The first awards results are in. At last night's Gotham Awards, Beasts of the Southern Wild won two prizes. Both were for director Benh Zeitlin, who won both the Breakthrough Director award and the Bingham Ray award, which comes with a check for $25,000. However, the top prize for Best Feature went to Moonrise Kingdom.
Both films have the potential to grab a Best Picture nomination in the Oscar race. On GoldDerby, Beasts of the Southern Wild appears more frequently than Moonrise Kingdom in the critics' top ten picks for the Best Picture nod. Both pictures generally appear in the last few spots, below heavyweight frontrunners like Silver Linings Playbook, Argo, Lincoln and Les Miserables. Last year's co-winner for Best Feature at the Gotham Awards, The Tree of Life, earned a Best Picture nomination, so Gotham Awards can predict what happens at the Oscars. The question is if Beasts and Moonrise will end up with a spot on the Best Picture list, or if just one will prevail.
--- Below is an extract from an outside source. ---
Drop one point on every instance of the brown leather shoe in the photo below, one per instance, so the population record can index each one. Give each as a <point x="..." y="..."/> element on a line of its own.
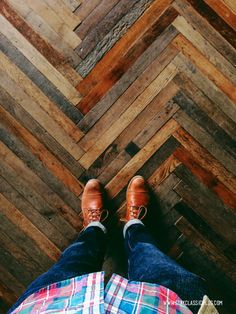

From a story standpoint, both Anderson and Zeitlin have a narrative that fits with a nomination. Moonrise director Wes Anderson has been nominated twice before, once for "Best Animated
Feature" for Fantastic Mr. Fox and a decade ago for his screenplay for The Royal Tenenbaums. His latest was a summer hit, earning $45 million and reinvigorating his reputation. What better time for the Academy to reward him? In contrast, Zeitlin made his debut feature completely outside the Hollywood system, and the result astonished critics and audiences. For Zeitlin and Beasts, a nomination would be a feel-good story about a rise to fame. But will the Academy want to embrace something done on such a shoestring budget, with no guilds or Hollywood professionals involved? For both the movie and the outside story, my money's on Beasts of the Southern Wild, not Moonrise Kingdom. But enough people disagree with me that this year's Best Picture picks will be a nail-biting surprise.